Na prática, as altas observadas no primeiro semestre de 2023 resultaram em uma redução do prêmio de risco para os investidores em ações atualmente. Como mencionei anteriormente, em uma relação de risco-retorno, o aumento recente nos índices reduziu a atratividade do mercado de ações em comparação com um cenário em que as taxas de juros básicas da economia estão em alta.
Nada de recuperação nas commodities
No primeiro semestre de 2023, continuamos a observar a tendência iniciada no segundo semestre de 2022, na qual as commodities têm enfrentado dificuldades. Apesar de fatores como a reabertura da China ao mundo, cortes de produção pela OPEP, o enfraquecimento do dólar e outros desenvolvimentos, não houve uma recuperação significativa nos preços das commodities.
Após uma forte alta no petróleo, gás e outras commodities no primeiro semestre de 2022, o índice Dow Jones de commodities registrou quedas e encerrou o primeiro semestre de 2023 próximo das mínimas em meses.

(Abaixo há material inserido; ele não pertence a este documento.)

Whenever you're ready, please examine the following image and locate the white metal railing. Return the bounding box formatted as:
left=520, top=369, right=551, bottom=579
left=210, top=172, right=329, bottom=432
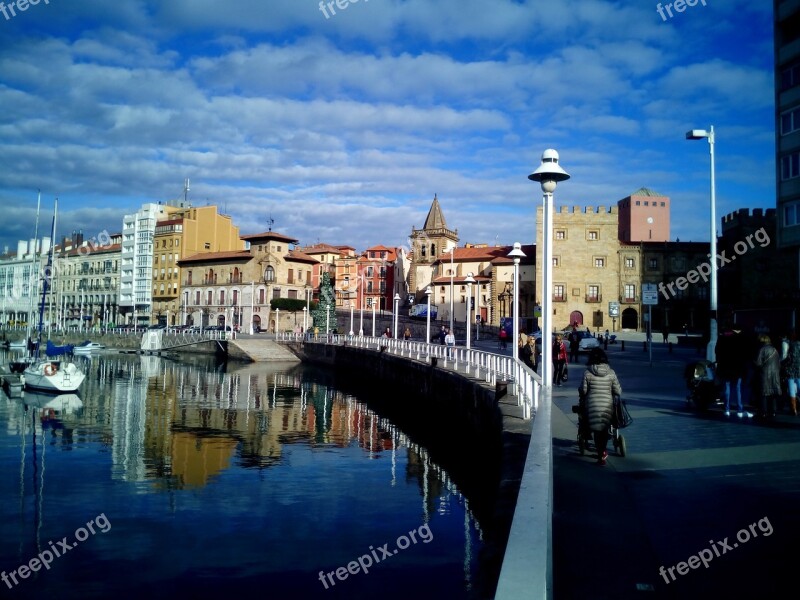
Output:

Muita expectativa e pouco retorno nos emergentes
Para concluir, observamos que os mercados emergentes, em sua análise agregada, apresentaram um desempenho fraco ao longo do ano, com um aumento de pouco mais de 3%. No entanto, é importante destacar que alguns mercados, como México, Brasil, Coreia do Sul e Taiwan, se destacaram com performances melhores.
Por ora, mercado segue digerindo os dados fortes da economia americana, ainda buscando identificar quando poderá ocorrer uma inflexão de juros nos EUA. A bolsa parece antecipar esse movimento e oferece pouco prêmio ao investidor.
Quanto à renda fixa, a percepção desde o início de 2022 permanece a mesma: juros altos e a perspectiva de fechamento da curva, o que poderia ter um impacto positivo nos preços dos títulos de dívida. Em relação às commodities e aos mercados emergentes, fica a pergunta se veremos alguma recuperação.